Independent skin and fat layers were fabricated identically for mechanical characterization. Samples were cut into dog bone shapes using an ASTM D638 Type V cutting die.

Electromechanical characterization

Rectangular sensor samples (10 × 64 mm) were cut from the sheet. Sensors were clamped into custom 3D-printed, sandpaper lined grips on a dynamic mechanical tester (Electroforce Testbench, TA, USA). The sensors were preloaded to 0.1 N and the cross-sectional area was measured by laser micrometers (IG-028, Keyence Corp., Japan). The distance between thread electrode tips was taken as the gage length and was measured with calipers. Alternating square waves with an amplitude of ±2 V and a frequency of 50 Hz were applied by an impedance analyzer (VersaSTAT 3, Ametek, USA), and the resulting current was measured at a sampling rate of 500 Hz. The impedance analyzer was used to measure the electrical resistance of the third sensor located above the Y junction in the Y/V plasty demonstration.

The sensors first underwent a dynamic cyclic test with ten cycles at 0.05 Hz to 50, 100, 150, 200, 150, 100, and 50% strain, for a total of 70 cycles. This was immediately followed by a ramp to failure at 1% strain per second. Resistance vs. time results were consolidated by taking the mean resistance value of a combined negative and positive pulse (total duration of 0.04 s), and the results were synchronized manually to extrapolated strain vs. time results recorded from the dynamic mechanical tester. All results were smoothed with a 20-point adjacent-averaging smoothing routine.

The mechanical properties of independent skin and fat layers were characterized with a uniaxial tensile test performed at two different strain rates: 0.16 mm/s (quasistatic) and 3.0 mm/s (dynamic). Samples were strained either to failure or the maximum range of the dynamic mechanical tester (150 mm). The fat layer results were smoothed with a 5-point adjacent-averaging smoothing routine.

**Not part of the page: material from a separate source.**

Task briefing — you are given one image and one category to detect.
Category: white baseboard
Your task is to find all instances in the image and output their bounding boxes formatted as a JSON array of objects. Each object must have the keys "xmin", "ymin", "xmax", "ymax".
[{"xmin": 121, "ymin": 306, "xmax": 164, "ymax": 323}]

Sensor fabrication for sensor stability study

A clear skin layer was prepared, and 12 25-mm-long PEG-based organogel lines were dispensed using a 3D printer as described in Section 4.2. Then, conductive thread electrodes were placed directly into each line as described in Section 4.3. Then, the sensors were encapsulated using a clear skin layer of PDMS as described previously. The resistance of one sensor was continuously measured at 100 Hz with an LCR meter (LCR-600, Global Specialties) during the entire encapsulation process (Supplementary Movie 2), and the first ten minutes and last 5 seconds of the 60-minute encapsulation process were recorded with a video camera (iPhone 11 Pro, Apple).